Кроме России. Если в Москве спросить: «Ребята, я заблудился – где тут Малый Чукчин тупик?» Ответ обычно такой: «А я не знаю!!» И – бегом от тебя. Что это? Куда вы так все спешите? Что вы от этого выиграли в своей жизни? Что вы заработали в своей жизни, чтобы так торопиться? Те, кто торопится, уже чего-то, значит, не получили. А кто получил, те сидят на месте. Куда ты бежишь, куда ты опоздал? Для меня это постоянный и очень важный вопрос.

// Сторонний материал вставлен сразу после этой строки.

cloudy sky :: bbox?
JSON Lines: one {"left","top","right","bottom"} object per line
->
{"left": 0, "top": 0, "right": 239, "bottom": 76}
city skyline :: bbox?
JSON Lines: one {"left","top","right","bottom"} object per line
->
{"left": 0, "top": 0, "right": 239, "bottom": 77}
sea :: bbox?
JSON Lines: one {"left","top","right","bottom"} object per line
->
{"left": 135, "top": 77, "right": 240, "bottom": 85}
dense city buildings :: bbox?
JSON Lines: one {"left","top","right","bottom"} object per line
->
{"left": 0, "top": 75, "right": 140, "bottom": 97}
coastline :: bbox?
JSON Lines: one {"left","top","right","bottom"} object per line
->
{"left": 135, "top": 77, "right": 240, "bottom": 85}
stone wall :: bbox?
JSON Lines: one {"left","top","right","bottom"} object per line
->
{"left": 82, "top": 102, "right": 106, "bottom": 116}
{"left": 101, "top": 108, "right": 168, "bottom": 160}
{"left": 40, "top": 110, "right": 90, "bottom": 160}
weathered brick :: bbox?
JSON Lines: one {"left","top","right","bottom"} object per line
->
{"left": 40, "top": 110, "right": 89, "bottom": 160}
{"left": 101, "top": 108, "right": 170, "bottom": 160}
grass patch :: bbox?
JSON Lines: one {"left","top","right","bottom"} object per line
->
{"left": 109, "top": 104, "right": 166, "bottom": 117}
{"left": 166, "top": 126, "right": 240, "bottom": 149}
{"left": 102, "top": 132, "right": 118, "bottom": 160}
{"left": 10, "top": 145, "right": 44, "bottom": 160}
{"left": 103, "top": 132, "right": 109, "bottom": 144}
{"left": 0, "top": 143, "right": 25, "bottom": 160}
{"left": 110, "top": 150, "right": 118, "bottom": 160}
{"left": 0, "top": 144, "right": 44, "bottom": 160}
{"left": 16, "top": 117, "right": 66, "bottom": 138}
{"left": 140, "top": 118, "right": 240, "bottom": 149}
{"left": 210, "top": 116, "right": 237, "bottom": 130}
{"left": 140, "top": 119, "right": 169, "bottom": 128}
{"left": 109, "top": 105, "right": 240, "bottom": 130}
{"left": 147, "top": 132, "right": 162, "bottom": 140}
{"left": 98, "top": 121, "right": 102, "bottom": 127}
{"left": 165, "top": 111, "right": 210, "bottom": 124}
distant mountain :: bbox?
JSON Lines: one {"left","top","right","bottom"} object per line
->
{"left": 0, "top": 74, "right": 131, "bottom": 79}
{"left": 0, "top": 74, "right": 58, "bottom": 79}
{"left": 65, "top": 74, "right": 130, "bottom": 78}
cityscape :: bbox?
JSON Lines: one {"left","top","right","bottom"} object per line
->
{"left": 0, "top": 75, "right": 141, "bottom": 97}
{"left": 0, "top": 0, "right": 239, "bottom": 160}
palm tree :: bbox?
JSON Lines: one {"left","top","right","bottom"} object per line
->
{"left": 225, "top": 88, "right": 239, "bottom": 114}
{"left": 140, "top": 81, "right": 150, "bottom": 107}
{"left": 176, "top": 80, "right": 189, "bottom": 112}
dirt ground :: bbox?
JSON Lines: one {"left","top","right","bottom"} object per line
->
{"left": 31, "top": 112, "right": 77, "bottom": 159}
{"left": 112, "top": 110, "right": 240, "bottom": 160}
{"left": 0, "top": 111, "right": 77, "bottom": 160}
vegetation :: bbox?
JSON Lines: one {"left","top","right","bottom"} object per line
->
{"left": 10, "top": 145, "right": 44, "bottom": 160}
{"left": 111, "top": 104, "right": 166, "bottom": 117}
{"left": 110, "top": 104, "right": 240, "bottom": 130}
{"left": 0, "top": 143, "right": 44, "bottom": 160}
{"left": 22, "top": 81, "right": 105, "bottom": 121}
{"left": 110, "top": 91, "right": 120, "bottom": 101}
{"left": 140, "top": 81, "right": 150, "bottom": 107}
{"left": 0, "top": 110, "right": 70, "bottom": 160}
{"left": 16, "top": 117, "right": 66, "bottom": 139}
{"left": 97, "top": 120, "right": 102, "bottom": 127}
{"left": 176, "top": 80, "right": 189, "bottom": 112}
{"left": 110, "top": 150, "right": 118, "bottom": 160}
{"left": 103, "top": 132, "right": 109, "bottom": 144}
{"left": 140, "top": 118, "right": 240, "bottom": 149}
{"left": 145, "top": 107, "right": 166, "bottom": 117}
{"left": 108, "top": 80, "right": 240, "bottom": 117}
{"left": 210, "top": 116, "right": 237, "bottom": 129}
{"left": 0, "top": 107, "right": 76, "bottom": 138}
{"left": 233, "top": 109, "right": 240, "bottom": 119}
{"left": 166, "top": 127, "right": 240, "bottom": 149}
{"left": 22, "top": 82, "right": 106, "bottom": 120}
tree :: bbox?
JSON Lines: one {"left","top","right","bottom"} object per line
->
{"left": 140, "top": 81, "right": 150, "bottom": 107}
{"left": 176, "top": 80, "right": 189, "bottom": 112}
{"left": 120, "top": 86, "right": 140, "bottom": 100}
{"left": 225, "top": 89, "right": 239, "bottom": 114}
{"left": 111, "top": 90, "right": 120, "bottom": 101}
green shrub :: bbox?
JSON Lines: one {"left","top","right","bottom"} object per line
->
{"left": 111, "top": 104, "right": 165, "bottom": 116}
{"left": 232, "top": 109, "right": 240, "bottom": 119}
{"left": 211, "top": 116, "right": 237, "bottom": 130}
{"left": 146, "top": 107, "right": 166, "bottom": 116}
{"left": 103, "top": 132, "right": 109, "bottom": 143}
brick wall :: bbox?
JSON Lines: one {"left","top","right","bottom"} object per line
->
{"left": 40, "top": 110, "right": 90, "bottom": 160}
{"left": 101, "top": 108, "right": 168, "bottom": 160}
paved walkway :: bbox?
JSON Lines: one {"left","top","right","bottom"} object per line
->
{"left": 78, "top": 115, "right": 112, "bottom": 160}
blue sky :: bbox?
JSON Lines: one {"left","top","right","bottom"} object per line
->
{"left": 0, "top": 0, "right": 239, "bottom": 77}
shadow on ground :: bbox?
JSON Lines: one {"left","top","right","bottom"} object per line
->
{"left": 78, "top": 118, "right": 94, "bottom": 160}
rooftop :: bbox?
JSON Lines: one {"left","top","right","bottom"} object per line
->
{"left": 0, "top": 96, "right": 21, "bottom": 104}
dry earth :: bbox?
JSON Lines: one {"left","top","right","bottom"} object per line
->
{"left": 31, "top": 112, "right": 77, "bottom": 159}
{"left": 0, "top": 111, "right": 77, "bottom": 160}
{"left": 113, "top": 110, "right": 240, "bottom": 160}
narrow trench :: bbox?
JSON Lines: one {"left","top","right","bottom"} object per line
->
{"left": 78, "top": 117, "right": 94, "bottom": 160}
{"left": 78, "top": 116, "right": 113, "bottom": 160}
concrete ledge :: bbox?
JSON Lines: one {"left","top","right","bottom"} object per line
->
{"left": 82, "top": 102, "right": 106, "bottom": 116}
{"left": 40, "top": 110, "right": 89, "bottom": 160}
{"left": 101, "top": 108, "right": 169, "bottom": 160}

Пункт второй, крайне важный для меня. Москвич (в том виде, в котором я его знаю - из интеллектуальной среды, из медиа-среды, из писательской среды и музыкантской ) – это парень, который не будет что-то делать за банальные деньги, а уж тем более, за бесплатно.
- А кто-то другой – будет?
- Вот, например, я писатель и журналист. Я пишу и веду колонки в 25 изданиях и, может быть, вхожу в «Топ-3» или «Топ-2» самых известных писателей и журналистов в России. Я могу написать колонку за 5 тыс. рублей, могу за 1500 рублей, а могу и забесплатно. Хотя моя цена – 30 или 50 или, может быть, 100 тыс. рублей.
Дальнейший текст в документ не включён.